Add flux vector control to the ac motor circuit, and you have a way of varying the frequency and magnitude of the current going to the motor. This is what determines the speed and torque of an ac induction motor. In the simplest terms, what the flux vector drive does is convert incoming ac line voltage to a dc form, and feed dc pulses to the ac motor in a form that approximates a sine wave and creates a frequency that delivers the desired motor speed, and a current that controls motor torque.
According to Ellis, ac machines controlled through flux vector drives usually run open loop, with no feedback. It normally wouldn't qualify as a servomotor. The stepping motor is another non-servo variety and, in a sense, the one that started all the commotion.
Jones said that about 80 percent of the motor industry is concerned with controlling speed, while the other 20 percent worries about controlling position. But it's the positioning side that's called the "bleeding edge."
Usually, the stepping motor incorporates many permanent magnets into its rotor, although sometimes it uses no magnets there at all. It also incorporates two pairs of windings in its stator. Its controller "steps" the motor to any desired position by a square waveform that typically advances the rotor by 200 steps for every complete revolution.
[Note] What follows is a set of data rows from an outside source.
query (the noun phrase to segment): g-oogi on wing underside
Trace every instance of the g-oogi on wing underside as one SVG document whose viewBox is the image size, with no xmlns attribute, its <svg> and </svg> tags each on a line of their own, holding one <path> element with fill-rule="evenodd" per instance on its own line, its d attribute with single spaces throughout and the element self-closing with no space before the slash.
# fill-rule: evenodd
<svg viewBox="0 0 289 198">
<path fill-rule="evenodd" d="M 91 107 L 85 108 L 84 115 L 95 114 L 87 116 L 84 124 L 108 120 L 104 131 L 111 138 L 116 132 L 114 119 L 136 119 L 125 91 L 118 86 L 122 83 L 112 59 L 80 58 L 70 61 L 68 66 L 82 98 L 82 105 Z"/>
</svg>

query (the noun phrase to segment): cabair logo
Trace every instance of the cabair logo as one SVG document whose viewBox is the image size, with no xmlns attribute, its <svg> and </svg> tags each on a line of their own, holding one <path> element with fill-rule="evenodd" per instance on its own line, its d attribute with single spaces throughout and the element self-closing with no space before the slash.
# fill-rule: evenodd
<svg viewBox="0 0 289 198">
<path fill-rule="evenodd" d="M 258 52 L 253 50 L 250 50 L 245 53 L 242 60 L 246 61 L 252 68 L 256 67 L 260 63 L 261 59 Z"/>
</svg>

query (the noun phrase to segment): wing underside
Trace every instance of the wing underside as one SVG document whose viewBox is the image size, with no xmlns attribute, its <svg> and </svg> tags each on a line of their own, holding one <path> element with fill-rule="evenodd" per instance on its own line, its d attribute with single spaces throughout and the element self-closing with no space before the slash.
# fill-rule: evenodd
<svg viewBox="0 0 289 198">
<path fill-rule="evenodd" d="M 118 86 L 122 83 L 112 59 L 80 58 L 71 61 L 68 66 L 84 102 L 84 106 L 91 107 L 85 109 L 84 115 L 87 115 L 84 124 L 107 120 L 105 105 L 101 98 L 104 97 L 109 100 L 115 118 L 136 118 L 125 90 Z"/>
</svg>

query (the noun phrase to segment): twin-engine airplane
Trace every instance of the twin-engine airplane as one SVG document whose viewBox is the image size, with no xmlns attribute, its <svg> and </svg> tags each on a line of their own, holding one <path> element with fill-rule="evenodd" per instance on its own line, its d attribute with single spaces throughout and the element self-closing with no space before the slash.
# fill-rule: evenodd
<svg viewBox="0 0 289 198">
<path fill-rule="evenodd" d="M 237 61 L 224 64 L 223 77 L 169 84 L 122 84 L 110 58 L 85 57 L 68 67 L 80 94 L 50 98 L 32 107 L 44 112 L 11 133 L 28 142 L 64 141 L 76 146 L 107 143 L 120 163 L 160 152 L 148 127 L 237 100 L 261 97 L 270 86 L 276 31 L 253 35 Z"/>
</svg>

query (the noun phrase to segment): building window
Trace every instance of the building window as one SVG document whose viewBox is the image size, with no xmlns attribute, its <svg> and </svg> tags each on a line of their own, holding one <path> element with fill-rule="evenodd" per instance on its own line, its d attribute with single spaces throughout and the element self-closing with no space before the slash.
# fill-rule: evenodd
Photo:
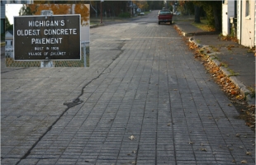
<svg viewBox="0 0 256 165">
<path fill-rule="evenodd" d="M 246 0 L 246 4 L 245 4 L 245 16 L 249 16 L 249 0 Z"/>
</svg>

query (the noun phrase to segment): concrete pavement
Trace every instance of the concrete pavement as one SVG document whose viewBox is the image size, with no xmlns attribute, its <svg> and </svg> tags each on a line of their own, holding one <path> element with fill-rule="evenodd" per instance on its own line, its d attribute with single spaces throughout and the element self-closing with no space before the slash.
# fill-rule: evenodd
<svg viewBox="0 0 256 165">
<path fill-rule="evenodd" d="M 200 47 L 210 50 L 214 62 L 226 65 L 222 71 L 230 76 L 249 104 L 255 104 L 255 52 L 230 40 L 221 40 L 220 32 L 204 31 L 190 21 L 177 21 L 176 26 L 184 36 L 190 36 Z"/>
<path fill-rule="evenodd" d="M 89 68 L 2 60 L 2 164 L 255 163 L 254 131 L 169 25 L 90 35 Z"/>
</svg>

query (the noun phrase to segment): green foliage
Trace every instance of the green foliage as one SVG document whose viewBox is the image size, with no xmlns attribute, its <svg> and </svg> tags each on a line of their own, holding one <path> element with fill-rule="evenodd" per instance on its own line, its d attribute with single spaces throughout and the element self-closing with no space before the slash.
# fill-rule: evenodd
<svg viewBox="0 0 256 165">
<path fill-rule="evenodd" d="M 121 18 L 129 18 L 130 17 L 130 12 L 123 12 L 123 13 L 120 13 L 118 15 L 119 17 L 121 17 Z"/>
<path fill-rule="evenodd" d="M 203 7 L 209 26 L 221 30 L 221 1 L 194 1 L 195 5 Z"/>
<path fill-rule="evenodd" d="M 10 24 L 10 21 L 9 21 L 7 16 L 5 16 L 5 26 L 7 27 L 7 26 L 9 26 L 10 25 L 11 25 L 11 24 Z"/>
</svg>

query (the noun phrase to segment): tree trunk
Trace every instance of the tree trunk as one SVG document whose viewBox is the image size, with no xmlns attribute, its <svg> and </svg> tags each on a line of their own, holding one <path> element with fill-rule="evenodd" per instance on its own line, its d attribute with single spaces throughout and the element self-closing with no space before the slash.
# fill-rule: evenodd
<svg viewBox="0 0 256 165">
<path fill-rule="evenodd" d="M 195 23 L 201 23 L 200 21 L 200 7 L 195 5 Z"/>
<path fill-rule="evenodd" d="M 215 29 L 216 31 L 220 31 L 220 20 L 218 16 L 218 11 L 216 6 L 212 7 L 213 10 L 213 16 L 214 16 L 214 25 L 215 25 Z"/>
</svg>

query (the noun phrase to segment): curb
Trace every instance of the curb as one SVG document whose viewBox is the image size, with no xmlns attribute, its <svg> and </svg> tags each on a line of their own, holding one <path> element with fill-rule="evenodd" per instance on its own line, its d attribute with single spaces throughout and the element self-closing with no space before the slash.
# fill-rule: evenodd
<svg viewBox="0 0 256 165">
<path fill-rule="evenodd" d="M 175 25 L 183 33 L 183 36 L 205 35 L 219 35 L 219 31 L 200 31 L 200 32 L 186 32 L 178 25 Z"/>
<path fill-rule="evenodd" d="M 96 25 L 92 25 L 92 26 L 90 26 L 90 29 L 91 29 L 91 28 L 98 27 L 98 26 L 105 26 L 105 24 L 104 24 L 104 23 L 102 23 L 102 24 L 96 24 Z"/>
<path fill-rule="evenodd" d="M 195 41 L 195 40 L 192 39 L 192 37 L 189 38 L 189 42 L 192 42 L 194 43 L 198 48 L 201 47 L 202 49 L 205 48 L 208 48 L 209 45 L 201 45 L 198 43 L 197 43 Z M 219 52 L 213 52 L 211 54 L 209 54 L 209 59 L 213 61 L 214 64 L 216 66 L 220 66 L 220 62 L 215 58 L 215 54 L 219 54 Z M 231 80 L 231 82 L 237 87 L 239 88 L 239 92 L 242 94 L 242 96 L 244 97 L 244 98 L 245 98 L 245 100 L 247 101 L 247 103 L 249 105 L 254 105 L 254 98 L 252 97 L 252 94 L 251 92 L 246 87 L 246 86 L 240 81 L 237 78 L 235 78 L 235 76 L 232 76 L 232 73 L 230 73 L 226 68 L 225 67 L 220 67 L 220 69 L 224 73 L 224 74 L 225 74 L 226 76 L 228 76 L 230 78 L 230 79 Z"/>
</svg>

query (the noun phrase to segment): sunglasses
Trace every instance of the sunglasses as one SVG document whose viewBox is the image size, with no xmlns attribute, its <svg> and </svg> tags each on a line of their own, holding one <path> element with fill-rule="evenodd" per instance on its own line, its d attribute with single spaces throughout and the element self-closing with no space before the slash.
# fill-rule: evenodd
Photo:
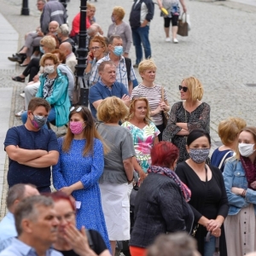
<svg viewBox="0 0 256 256">
<path fill-rule="evenodd" d="M 69 109 L 69 112 L 73 111 L 76 108 L 77 108 L 77 107 L 71 107 L 71 108 Z M 80 112 L 82 109 L 83 109 L 83 107 L 79 107 L 79 108 L 76 109 L 76 112 Z"/>
<path fill-rule="evenodd" d="M 178 85 L 178 90 L 183 90 L 183 92 L 186 92 L 188 90 L 188 87 L 183 86 L 183 85 Z"/>
</svg>

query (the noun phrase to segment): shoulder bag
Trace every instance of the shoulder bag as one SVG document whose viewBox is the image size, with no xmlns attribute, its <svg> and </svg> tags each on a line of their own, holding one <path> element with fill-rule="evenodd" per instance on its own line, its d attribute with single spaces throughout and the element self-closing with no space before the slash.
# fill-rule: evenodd
<svg viewBox="0 0 256 256">
<path fill-rule="evenodd" d="M 183 21 L 183 15 L 185 15 L 185 20 Z M 177 23 L 177 32 L 178 35 L 182 37 L 189 36 L 189 23 L 187 22 L 187 14 L 183 13 Z"/>
</svg>

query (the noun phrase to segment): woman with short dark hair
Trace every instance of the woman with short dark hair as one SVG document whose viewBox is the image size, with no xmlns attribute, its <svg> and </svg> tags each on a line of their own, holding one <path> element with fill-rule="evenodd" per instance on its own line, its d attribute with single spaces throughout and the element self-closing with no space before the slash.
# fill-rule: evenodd
<svg viewBox="0 0 256 256">
<path fill-rule="evenodd" d="M 131 256 L 144 255 L 160 234 L 192 229 L 193 212 L 186 201 L 190 190 L 172 171 L 178 148 L 160 142 L 151 150 L 152 166 L 135 200 L 135 223 L 130 240 Z"/>
<path fill-rule="evenodd" d="M 210 148 L 209 133 L 202 129 L 193 130 L 188 136 L 186 146 L 190 158 L 179 163 L 176 169 L 177 175 L 191 189 L 189 205 L 195 215 L 193 232 L 202 256 L 213 254 L 215 237 L 221 236 L 229 211 L 222 173 L 217 167 L 206 164 Z M 211 231 L 210 241 L 206 241 L 208 231 Z M 222 238 L 224 240 L 224 236 Z"/>
</svg>

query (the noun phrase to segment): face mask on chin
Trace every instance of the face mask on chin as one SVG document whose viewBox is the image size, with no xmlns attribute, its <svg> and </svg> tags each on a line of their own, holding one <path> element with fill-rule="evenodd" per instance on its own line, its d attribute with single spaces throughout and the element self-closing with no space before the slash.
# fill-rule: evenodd
<svg viewBox="0 0 256 256">
<path fill-rule="evenodd" d="M 255 149 L 253 149 L 254 144 L 239 143 L 238 150 L 241 155 L 244 157 L 248 157 L 253 154 Z"/>
</svg>

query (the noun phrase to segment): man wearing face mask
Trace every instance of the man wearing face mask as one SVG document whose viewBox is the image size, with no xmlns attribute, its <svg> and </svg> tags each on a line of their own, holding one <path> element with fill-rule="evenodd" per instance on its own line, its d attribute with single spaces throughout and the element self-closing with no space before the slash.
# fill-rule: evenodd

The wave form can be divided into smaller half-steps or microsteps to produce even finer movement of the rotor. Again, no feedback is used to tell the controller where the rotor is.
Because the other motor types lack the mechanical commutation of the dc brush machine, they have to be commutated electrically, Ellis explained. The drive figures out how to direct current into the motor windings in a pattern that will produce torque. For brushless motors, that usually takes the form of sine-wave or six-step commutation.
According to Ellis, the ac induction, the brushless permanent magnet, and the synchronous reluctance machines "all run on sine waves, more or less," and drives are manufactured that can control all three—as in the case of the Motorsoft kit.
That's not to say that any drive can control all three. Many are specific to one or two types of motors. The one machine this drive can't control is the switched reluctance motor, whose applied voltage "looks nothing like a sine wave," Ellis explained.
The switched reluctance machine is "highly nonlinear," he said. It requires many special techniques for reducing noise and torque perturbations.
Eighty percent of the motor industry seeks to control speed, while the other 20 percent worries about controlling position. The positioning side is called the "bleeding edge."
DC brush motor provides precise speed and torque control for machine tool makers, conveyor builders, and even designers of fixed-grip ski lifts.
ME 101 Cancelled
It may have just dawned on you that certain portions of the grand field of mechanical engineering may be going the way of the T-square. Fear not.
That's easy for Jones to say. An EE by training, an ME by trade, he's been in the motor business for more than 40 years now. He's seen most of these developments unfurl in real time. For those of us with some catching up to do, he utters but one word: mechatronics.
Successful mechanical engineers today simply have to be comfortable with electronics," Jones said. " It's become such an integral part of the motion-control world that it can't be ignored; it can't be left for the double E's to take care of, either," he added.
Yet, the new motors and drives practically reek with the scent of opportunity. Think about a mechanical world in which wear affects but two bearings in every motor, a world where gear backlash and shaft windup are but noteworthy relics. Isn't that the stuff of dreams?